Hacker News new | past | comments | ask | show | jobs | submit login
MIT OCW: Statistics for Applications (2016) (ocw.mit.edu)
278 points by tosh on July 19, 2020 | hide | past | favorite | 37 comments

I got the chance to casually work through this course while stuck at home during COVID-19. I highly recommend it to anybody who has a surface-level understanding of statistics and wants to dive deep. This is NOT a course for absolute beginners. It is rigorous and thorough. Overall a great resource, especially the notes, but the lecturer is entertaining too.

> This is NOT a course for absolute beginners

I disagree with that, as long as you have some mathematics background (calculus, a bit of linear algebra), and an understanding of probability theory (which can be taken from the prerequisite course https://www.edx.org/course/probability-the-science-of-uncert...), this course is self-sufficient and does not need prior knowledge of the subject.

I was a complete beginner in the subject and I am able to follow the course without too much difficulties.

I took a look at the material (the slides on Method of Moments, in particular) and my feeling is that it is a particularly mathematically-heavy treatment of statistics. As it states in its goals, it aims to introduce the mathematical theory of statistics. On the course's main page, it is listed as a senior undergraduate/graduate course. The style tends toward being expository rather pedagogical -- it's a very French/European approach to teaching mathematics.

It does seem to require mathematical maturity beyond the basics, and in my opinion this is likely not accessible to most beginners without some advanced mathematical training.

If you find it accessible as a beginner then I congratulate you on your mathematical prowess.

"Basic" is ill-defined, but I think sloonz is right about it only requiring calc + linalg, which most CS / Eng majors will have taken.

So I've taught undergrad courses, and my sense is, the average US college engineering sophomore with linalg and say Calculus II (but no Real Analysis) might struggle with this material somewhat. They may know the material for linalg and calculus (and may have gotten As), but my feeling is that many would not have reached the mathematical maturity to truly internalize concepts.

I would place this course maybe at the senior level (with graduate level cross-registration)...400-500 level elective.

What is your sense?


Side note: it's interesting in that in other countries, e.g. say France, the math curriculum is so darned advanced. In undergrad Year 1 at École Polytechnique, real analysis and variational methods are already covered in common courses.

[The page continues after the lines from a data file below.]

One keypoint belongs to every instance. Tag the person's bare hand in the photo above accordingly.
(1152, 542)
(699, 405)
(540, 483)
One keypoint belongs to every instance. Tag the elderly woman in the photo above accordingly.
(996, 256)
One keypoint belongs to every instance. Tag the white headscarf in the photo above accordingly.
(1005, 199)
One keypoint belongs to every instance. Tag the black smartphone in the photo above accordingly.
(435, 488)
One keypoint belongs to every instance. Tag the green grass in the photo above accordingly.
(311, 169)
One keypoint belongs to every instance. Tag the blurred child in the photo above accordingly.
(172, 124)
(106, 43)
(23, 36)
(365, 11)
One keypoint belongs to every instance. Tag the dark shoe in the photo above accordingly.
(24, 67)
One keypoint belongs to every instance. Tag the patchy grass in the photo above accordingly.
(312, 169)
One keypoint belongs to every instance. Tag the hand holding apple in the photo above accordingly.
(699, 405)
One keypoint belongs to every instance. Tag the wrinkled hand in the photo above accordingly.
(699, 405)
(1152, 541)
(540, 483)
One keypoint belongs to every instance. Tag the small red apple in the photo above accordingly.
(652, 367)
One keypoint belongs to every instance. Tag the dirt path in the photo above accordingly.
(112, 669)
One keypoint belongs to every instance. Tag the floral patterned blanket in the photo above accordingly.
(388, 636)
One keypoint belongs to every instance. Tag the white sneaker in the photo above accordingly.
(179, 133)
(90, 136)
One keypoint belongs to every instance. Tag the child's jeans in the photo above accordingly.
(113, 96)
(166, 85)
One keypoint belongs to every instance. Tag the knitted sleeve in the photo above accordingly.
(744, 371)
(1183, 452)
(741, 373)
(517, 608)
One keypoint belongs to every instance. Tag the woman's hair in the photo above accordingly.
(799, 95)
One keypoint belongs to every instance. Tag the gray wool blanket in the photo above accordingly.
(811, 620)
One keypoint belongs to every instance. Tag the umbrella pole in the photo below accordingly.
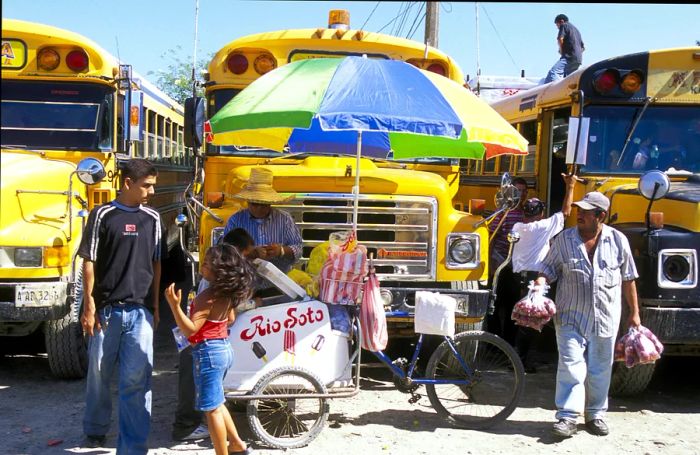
(356, 188)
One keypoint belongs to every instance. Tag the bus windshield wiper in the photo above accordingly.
(635, 122)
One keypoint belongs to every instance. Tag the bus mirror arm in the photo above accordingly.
(207, 209)
(513, 238)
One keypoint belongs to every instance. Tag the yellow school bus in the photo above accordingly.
(643, 114)
(406, 215)
(70, 115)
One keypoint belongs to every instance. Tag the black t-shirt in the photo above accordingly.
(123, 242)
(572, 46)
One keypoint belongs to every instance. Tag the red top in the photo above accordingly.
(211, 330)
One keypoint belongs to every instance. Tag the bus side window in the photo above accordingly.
(527, 163)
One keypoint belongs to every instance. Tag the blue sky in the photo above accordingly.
(513, 36)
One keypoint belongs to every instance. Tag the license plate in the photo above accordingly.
(40, 294)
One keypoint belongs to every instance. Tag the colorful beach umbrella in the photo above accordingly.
(374, 106)
(319, 105)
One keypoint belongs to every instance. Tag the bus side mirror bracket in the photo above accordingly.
(194, 122)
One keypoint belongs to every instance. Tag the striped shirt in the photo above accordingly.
(589, 295)
(277, 227)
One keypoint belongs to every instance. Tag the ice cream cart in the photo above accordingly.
(289, 359)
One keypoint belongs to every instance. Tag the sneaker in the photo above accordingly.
(201, 432)
(597, 427)
(93, 441)
(565, 428)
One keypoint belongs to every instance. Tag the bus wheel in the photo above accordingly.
(630, 381)
(467, 326)
(66, 346)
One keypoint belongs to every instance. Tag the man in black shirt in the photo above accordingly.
(570, 49)
(121, 250)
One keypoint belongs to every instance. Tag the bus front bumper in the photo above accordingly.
(34, 301)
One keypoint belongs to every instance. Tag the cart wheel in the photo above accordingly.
(288, 423)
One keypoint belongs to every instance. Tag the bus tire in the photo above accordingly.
(467, 326)
(630, 381)
(66, 347)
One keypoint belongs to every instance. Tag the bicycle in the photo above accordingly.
(474, 380)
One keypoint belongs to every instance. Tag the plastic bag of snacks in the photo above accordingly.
(317, 258)
(535, 309)
(638, 346)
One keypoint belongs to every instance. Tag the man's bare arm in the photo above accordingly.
(89, 321)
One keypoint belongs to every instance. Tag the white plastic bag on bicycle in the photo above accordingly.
(435, 313)
(372, 317)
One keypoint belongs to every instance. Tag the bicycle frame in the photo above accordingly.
(398, 372)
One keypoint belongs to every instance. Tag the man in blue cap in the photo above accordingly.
(593, 265)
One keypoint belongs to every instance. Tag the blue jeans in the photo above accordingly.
(211, 361)
(583, 374)
(126, 339)
(561, 69)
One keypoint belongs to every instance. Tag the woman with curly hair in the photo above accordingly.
(231, 282)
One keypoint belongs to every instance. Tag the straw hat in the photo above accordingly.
(259, 188)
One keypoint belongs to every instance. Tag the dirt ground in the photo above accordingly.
(42, 415)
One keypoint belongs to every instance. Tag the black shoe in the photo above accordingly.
(565, 428)
(93, 441)
(597, 427)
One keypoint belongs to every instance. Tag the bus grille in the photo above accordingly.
(399, 230)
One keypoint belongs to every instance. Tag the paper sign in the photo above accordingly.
(580, 155)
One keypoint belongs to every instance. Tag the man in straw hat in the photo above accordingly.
(594, 266)
(276, 235)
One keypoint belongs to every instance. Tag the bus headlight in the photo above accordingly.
(216, 235)
(28, 257)
(462, 251)
(678, 269)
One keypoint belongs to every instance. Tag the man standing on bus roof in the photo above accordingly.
(122, 250)
(570, 49)
(594, 267)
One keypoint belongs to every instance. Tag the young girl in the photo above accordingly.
(231, 279)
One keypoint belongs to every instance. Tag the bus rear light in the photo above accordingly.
(264, 63)
(605, 81)
(438, 69)
(237, 63)
(48, 59)
(632, 81)
(77, 60)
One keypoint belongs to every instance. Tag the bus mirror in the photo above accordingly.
(194, 122)
(654, 185)
(90, 171)
(577, 141)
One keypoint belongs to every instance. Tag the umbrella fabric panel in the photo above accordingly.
(482, 122)
(407, 146)
(375, 144)
(385, 95)
(287, 97)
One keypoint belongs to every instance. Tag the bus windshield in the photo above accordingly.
(666, 138)
(56, 115)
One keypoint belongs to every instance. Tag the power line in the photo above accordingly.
(402, 21)
(389, 23)
(412, 29)
(370, 16)
(499, 37)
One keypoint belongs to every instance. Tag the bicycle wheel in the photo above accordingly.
(288, 423)
(496, 380)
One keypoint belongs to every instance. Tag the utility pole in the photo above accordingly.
(432, 23)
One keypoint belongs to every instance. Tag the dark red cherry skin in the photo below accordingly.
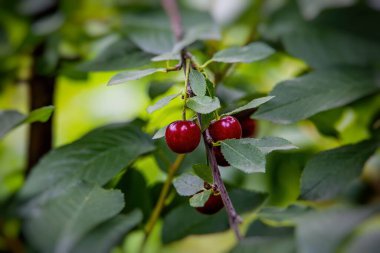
(183, 136)
(248, 126)
(212, 205)
(226, 128)
(220, 160)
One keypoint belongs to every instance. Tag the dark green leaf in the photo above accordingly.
(243, 156)
(161, 103)
(126, 76)
(316, 92)
(203, 171)
(187, 184)
(199, 199)
(41, 114)
(255, 51)
(108, 234)
(330, 173)
(203, 104)
(63, 221)
(96, 157)
(9, 119)
(324, 231)
(253, 104)
(197, 82)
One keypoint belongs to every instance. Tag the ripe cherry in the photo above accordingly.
(249, 127)
(225, 128)
(212, 205)
(183, 136)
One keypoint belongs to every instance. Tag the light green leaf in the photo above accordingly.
(63, 221)
(269, 144)
(203, 104)
(330, 173)
(199, 199)
(255, 51)
(197, 82)
(160, 133)
(203, 171)
(161, 103)
(187, 184)
(96, 157)
(9, 119)
(108, 234)
(324, 231)
(41, 114)
(243, 156)
(316, 92)
(133, 75)
(253, 104)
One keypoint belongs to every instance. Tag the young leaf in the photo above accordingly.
(160, 133)
(133, 75)
(253, 104)
(329, 173)
(197, 82)
(9, 119)
(199, 199)
(316, 92)
(41, 114)
(203, 171)
(63, 221)
(255, 51)
(108, 234)
(243, 156)
(203, 104)
(187, 184)
(269, 144)
(161, 103)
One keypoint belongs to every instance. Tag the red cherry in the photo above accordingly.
(212, 205)
(226, 128)
(248, 126)
(183, 136)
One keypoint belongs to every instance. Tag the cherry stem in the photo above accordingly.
(234, 219)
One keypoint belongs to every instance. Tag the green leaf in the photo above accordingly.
(269, 144)
(96, 157)
(203, 104)
(199, 199)
(118, 55)
(324, 231)
(243, 156)
(330, 173)
(108, 234)
(265, 245)
(316, 92)
(41, 114)
(255, 51)
(63, 221)
(160, 133)
(126, 76)
(161, 103)
(253, 104)
(197, 82)
(9, 119)
(187, 184)
(330, 48)
(203, 171)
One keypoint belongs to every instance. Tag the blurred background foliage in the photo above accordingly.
(81, 44)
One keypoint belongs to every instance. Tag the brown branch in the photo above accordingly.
(172, 11)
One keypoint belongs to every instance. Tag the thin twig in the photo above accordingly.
(172, 11)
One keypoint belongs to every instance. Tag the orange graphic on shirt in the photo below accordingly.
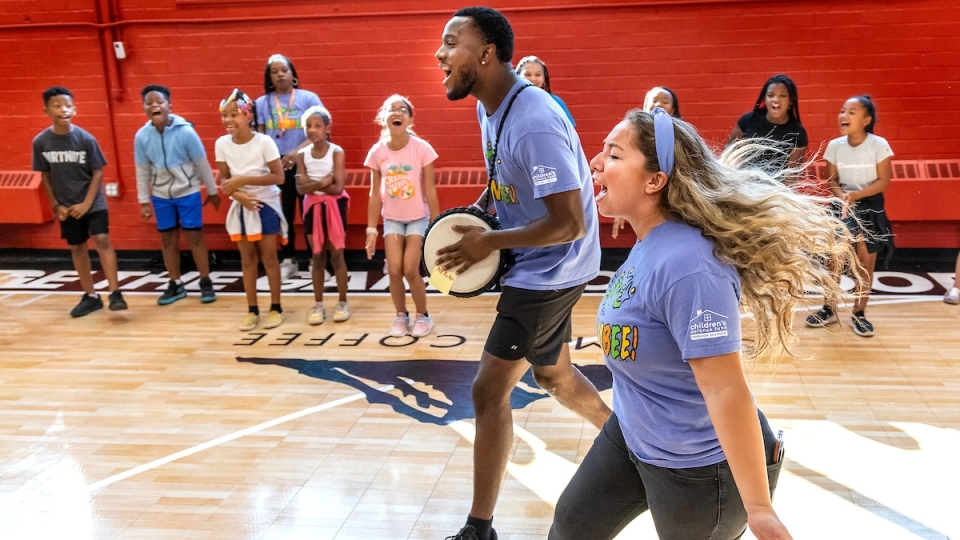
(397, 182)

Functional analysis in Year 2.


Then again the top French schools filter out non-math folks via classes prépas and exams.

I'm in the demographic you describe, yet I've had a hard time finding resources to develop that "mathematical maturity" short of going back to graduate school. Which I'd love to do, but am at a point in my career where that would be devastatingly expensive to my future since these are the prime earning and wealth building years.

I wish there was more of a self directed way to achieve this.

I just finished an MS in math and statistics a long time after doing a non-mathematical undergrad degree. I feel a lot of what is called mathematical maturity is actually getting comfortable doing proofs, which I think is hard to learn while also learning more advanced math. I would recommend working through "Mathematical proofs" by Polimeni/Chartrand/Zhang. Unlike math at an earlier level, you can't just check your answers against the official ones to see if you made a mistake - writing proofs is more like writing essays, the grammar is the easy bit, it's the process of putting the arguments together in the right detail and the right order that's important and hard to do without feedback. So you also need to get feedback from mathematicians on your proofs if possible. The best way to do that if you don't have a buddy who happens to be a mathematician is to learn to use LaTeX and ask questions on math.stackexchange.com.

An alternative is to do the proof and abstract algebra courses via (asymmetric) distance learning at https://westcottcourses.com/courses.html

I know someone who took these courses and felt like they got good feedback on their homeworks from the profs running the course.

Feel free to get in touch if you want to chat, I spent a long time trying to self-learn this stuff before starting my math MS, so happy to help in any way I can!

Since it's seems like you were already motivated and interested in learning Math on your own, how would you describe what your learnings were before you enrolled in formal studies? In other words if you could travel back in time to talk to yourself before you made the decision to enroll in a Master's program, what would the younger you have asked the older you and what would be the response? For example I'm thinking a reply might be like "well you're going to miss out on opportunities xyz by commiting to a Master's program, but because I know you and know you wouldn't be happy without satisfying your desire to learn Math in a more formal study the trade of is worth it. And you don't know this yet but when you start learning about P,Q,R you'll really get a kick out of it" :-)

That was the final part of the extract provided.